Spiegelwelten:Brookline
Brookline, geründet Anno 1117 (OZR), war Amerikaniens Hauptstadt und ging bei dem Meteoriteneinsturz, der das ganze Land vernichtete, ebenfallls unter.
Die Stadt lag 30 Kilometer von der Küste des Lakota Meeres entfernt. Das Weisse Haus, der ehemallige Sitz der amerikanensischen Regierung, befand sich 10 Kilometer abseits von Brookline in dessen Umland.
Das Zentrum des Geistes
Es wurde häufig spekuliert, warum ausgerechnet Brookline und nicht die viel größeren Städte wie etwa die Handels- und Hafensadt Newburyport oder die alte Finanzmetropole Old York Hauptstadt des Landes war.
Die Antwort lag in der Mentalität der Amerikanier und ihrer Prioritätensetzung: Brookline wurde von einer langen Tradition mit Schwerpunkt im geistigen und spirituellen Bereich bestimmt.
In dieser Tradition wollte man auch Politik und Regierung stets eingebunden wissen, frei nach dem historischen Zitat Kennedys: "Wenn Politiker mehr von Poesie verstünden und Dichter mehr von Politik, wäre die Welt eine bessere".
Kunst, Religion und Geisteswissenschaften hatten in Brookline eine lange Tradition.

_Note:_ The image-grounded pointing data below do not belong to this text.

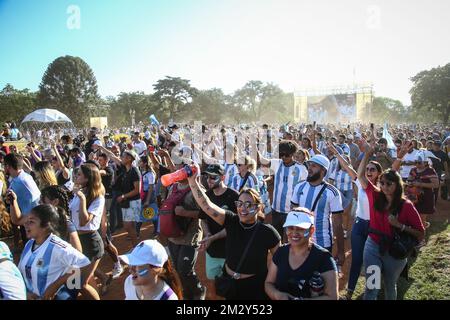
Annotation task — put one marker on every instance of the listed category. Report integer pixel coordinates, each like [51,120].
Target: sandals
[105,286]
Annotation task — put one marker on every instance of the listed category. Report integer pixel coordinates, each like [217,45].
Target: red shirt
[379,220]
[5,149]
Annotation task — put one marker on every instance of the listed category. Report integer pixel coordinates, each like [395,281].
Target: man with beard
[287,174]
[214,234]
[325,201]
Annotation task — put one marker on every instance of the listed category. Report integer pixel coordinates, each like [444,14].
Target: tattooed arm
[215,212]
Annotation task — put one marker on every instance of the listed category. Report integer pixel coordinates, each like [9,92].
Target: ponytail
[170,276]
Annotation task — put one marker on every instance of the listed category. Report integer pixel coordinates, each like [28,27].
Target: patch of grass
[429,272]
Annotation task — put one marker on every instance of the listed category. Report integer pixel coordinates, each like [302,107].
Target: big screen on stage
[339,108]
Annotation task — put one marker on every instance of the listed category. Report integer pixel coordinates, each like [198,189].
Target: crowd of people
[270,206]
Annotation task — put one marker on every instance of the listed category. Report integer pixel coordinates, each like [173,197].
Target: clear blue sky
[131,44]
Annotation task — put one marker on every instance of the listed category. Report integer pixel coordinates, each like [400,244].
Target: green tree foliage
[69,85]
[119,108]
[16,104]
[172,93]
[389,110]
[431,93]
[209,106]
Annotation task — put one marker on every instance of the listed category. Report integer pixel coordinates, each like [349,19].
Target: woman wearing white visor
[152,275]
[301,269]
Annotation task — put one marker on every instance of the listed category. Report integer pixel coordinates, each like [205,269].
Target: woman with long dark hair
[47,262]
[392,213]
[368,172]
[152,274]
[58,197]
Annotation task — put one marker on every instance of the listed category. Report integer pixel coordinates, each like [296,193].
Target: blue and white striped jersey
[330,202]
[343,181]
[285,179]
[237,180]
[12,286]
[46,264]
[230,171]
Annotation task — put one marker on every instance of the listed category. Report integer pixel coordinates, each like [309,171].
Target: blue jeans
[390,267]
[360,232]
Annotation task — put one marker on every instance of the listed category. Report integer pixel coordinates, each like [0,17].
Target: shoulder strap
[247,248]
[166,295]
[244,181]
[325,184]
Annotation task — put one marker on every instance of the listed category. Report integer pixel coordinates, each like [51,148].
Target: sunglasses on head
[386,183]
[246,204]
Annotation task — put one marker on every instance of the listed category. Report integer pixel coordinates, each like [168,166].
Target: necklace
[247,228]
[143,297]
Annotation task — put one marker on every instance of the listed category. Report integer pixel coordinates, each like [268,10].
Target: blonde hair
[45,174]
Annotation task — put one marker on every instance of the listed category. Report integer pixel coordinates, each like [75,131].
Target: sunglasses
[284,155]
[386,183]
[246,204]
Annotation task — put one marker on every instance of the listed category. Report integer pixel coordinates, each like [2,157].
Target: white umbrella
[46,116]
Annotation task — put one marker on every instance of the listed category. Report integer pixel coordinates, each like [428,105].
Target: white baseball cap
[5,253]
[321,160]
[301,218]
[147,252]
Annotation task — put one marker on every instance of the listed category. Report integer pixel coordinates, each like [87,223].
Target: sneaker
[117,270]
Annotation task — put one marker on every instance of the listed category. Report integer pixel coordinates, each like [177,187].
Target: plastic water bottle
[178,175]
[316,284]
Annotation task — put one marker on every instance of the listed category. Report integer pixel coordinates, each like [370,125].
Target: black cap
[215,170]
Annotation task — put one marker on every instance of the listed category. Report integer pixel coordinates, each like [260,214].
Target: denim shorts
[133,213]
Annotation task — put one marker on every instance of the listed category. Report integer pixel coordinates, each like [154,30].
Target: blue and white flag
[388,137]
[153,120]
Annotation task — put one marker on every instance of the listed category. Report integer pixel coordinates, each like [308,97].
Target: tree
[16,104]
[69,85]
[249,98]
[120,107]
[431,92]
[209,106]
[173,93]
[389,110]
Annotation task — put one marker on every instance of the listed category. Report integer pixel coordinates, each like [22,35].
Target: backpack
[168,222]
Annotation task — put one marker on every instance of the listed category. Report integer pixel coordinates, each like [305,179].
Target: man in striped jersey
[287,174]
[325,201]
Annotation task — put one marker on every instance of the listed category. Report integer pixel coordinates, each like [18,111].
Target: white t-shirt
[96,209]
[130,291]
[363,207]
[12,286]
[46,264]
[409,157]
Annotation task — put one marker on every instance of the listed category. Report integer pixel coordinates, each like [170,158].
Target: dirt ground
[115,289]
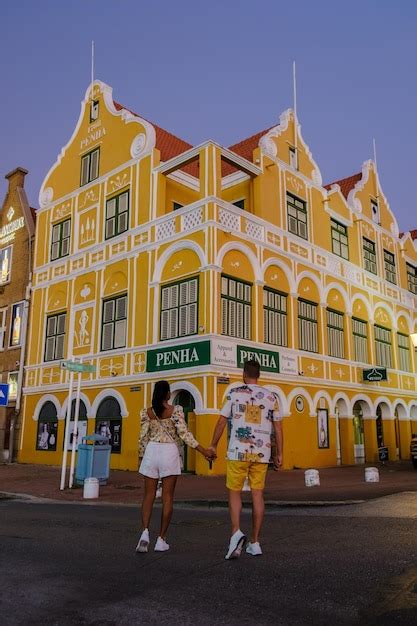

Die berühmte Aspengrove-Universität war die renommierteste Bildungsanstalt des ganzen Landes und erhielt seit vielen Jahren mehr Aufnahmeanträge als Studienplätze frei sind.
In Brookline gab es 5 große Museen, 14 Kunstgalerien, 3 Konservatorien und zahllose Buchläden und Schriftrollen-Banken. Die Bibliothek der Stadt war zudem die älteste Ozeaniens.
Religionen
In kaum einer anderen Stadt des vornehmlich paganistischen Landes lebten so viele religiöse Minderheiten wie in Brookline. Ihre Gotteshäuser prägten teilweise das Stadtbild, wie die prächtige Potemkin-Kathedrale der christlich orthodoxen Gemeinde.
Die jüdische Synagoge war nur einen Steinwurf entfernt, (wurde aber noch nie mit Steinen oder anderem beworfen, was im Universum so ziemlich einmalig sein dürfte).
Am Südende der Stadt schließlich erhob sich die blaue Moschee, wo die muslimischen Bürger Brooklines beten.
Im Zentrum der Stadt lag der große Moonflower Park, in dessen Mitte ein heiliger Eichenhain lag. Dort befand sich ein Labyrinth-Garten mit einer Steinanlage, an der der Präsident an hohen Feiertagen seine Reden hielt und gegebenenfalls Opfer vollzog.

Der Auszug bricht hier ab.